To underscore the need for new therapies to treat Alzheimer’s disease, Janssen Pharmaceuticals Inc., a subsidiary of Johnson and Johnson, will collaborate with German pharmaceutical company Evotec AG to develop new treatments. Their goal will be to identify targets for new drugs that will focus on the disease’s  pathology, particularly in the initial stages, in the hope that new therapies will result in significant benefits to patients.  According to Leo Sun, the collaboration acknowledges that current treatments for Alzheimer’s disease are insufficient because they address the symptoms of the disease but do not treat the underlying causes.
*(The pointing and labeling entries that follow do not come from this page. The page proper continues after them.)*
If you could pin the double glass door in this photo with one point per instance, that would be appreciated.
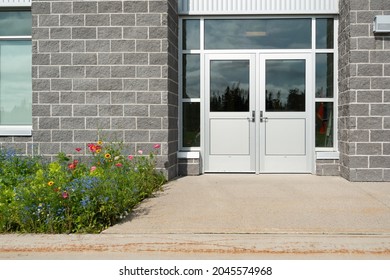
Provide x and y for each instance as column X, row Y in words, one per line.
column 258, row 111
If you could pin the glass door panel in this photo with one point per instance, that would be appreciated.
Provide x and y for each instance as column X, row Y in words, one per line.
column 229, row 125
column 285, row 122
column 285, row 85
column 229, row 86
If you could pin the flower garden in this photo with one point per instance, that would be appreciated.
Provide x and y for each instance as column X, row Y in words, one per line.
column 83, row 194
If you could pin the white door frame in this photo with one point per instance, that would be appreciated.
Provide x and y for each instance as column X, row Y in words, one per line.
column 257, row 159
column 243, row 158
column 286, row 163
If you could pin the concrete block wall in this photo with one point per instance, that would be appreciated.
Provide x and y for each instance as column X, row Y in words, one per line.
column 108, row 66
column 364, row 92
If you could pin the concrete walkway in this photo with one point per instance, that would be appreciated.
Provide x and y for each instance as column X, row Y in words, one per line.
column 234, row 216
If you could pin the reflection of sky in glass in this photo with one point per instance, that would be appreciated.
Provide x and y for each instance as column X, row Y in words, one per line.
column 228, row 74
column 191, row 34
column 258, row 34
column 324, row 33
column 15, row 82
column 191, row 76
column 283, row 76
column 324, row 75
column 15, row 23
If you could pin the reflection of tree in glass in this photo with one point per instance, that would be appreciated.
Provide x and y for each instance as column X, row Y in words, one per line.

Current medications for Alzheimer’s  treat memory loss and focus on either the early to moderate stages of the disease or the moderate to severe stages of the disease.  Other medications treat behavior and personality changes such as irritability, anxiety, and depression in the early stages of the disease.  Other behavior and personality changes in the later stages of the disease include anger, agitation, aggression, emotional distress, physical and verbal outbursts, restlessness, hallucinations, delusions, and sleep problems.  There are also several alternative therapies for the treatment of Alzheimer’s such as caprylic acid and coconut oil, coenzyme Q10, ginkgo biloba, omega-3 fatty acids, and tramiprosate. The FDA cautions users about the use of alternative therapies because they have not been through the FDA’s rigorous testing and approval procedures.  The FDA also points to potential issues regarding the products safety and effectiveness, purity, and interaction with prescribed medications.
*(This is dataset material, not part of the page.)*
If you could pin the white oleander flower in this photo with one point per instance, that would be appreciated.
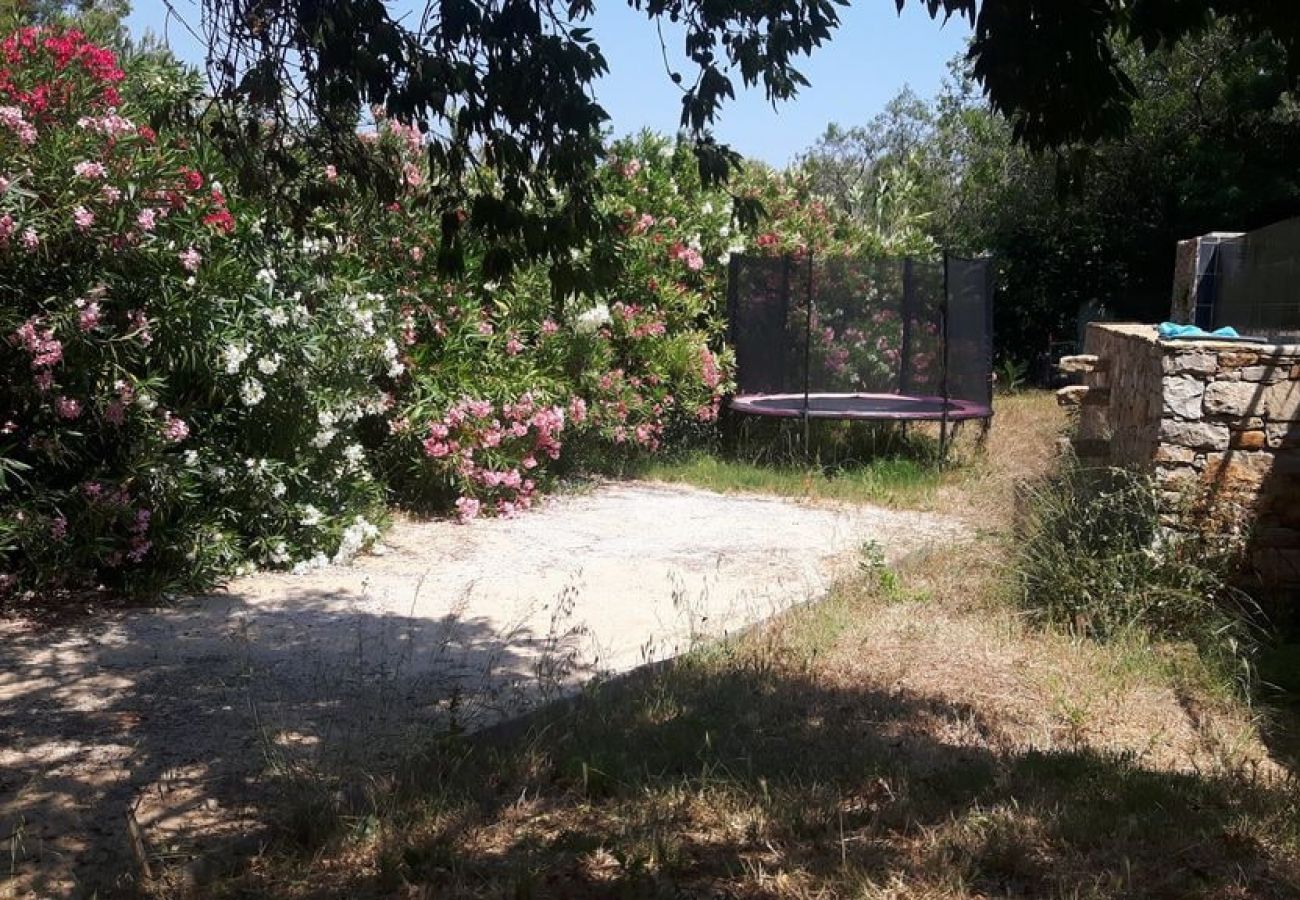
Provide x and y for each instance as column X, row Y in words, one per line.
column 251, row 392
column 233, row 357
column 593, row 319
Earlier this year the FDA released draft guidance titled “Guidance for Industry, Alzheimer’s Disease: Developing Drugs for the Treatment of Early Stage Disease.”  The FDA intended that the guidance be used to assist companies in developing new treatments for patients that are in the early stages of Alzheimer’s disease. The guidance explains the FDA’s current position on how researchers can identify and select patients with early Alzheimer’s disease or those who are at risk of developing the disease, for participation in clinical trials. The goal for the clinical trials is to ensure that any beneficial effect on thinking is associated with an improvement or a lack of decline in how a patient feels or functions.  The guidance indicates that the FDA recognizes the need for additional therapies since the current drugs have limited effectiveness.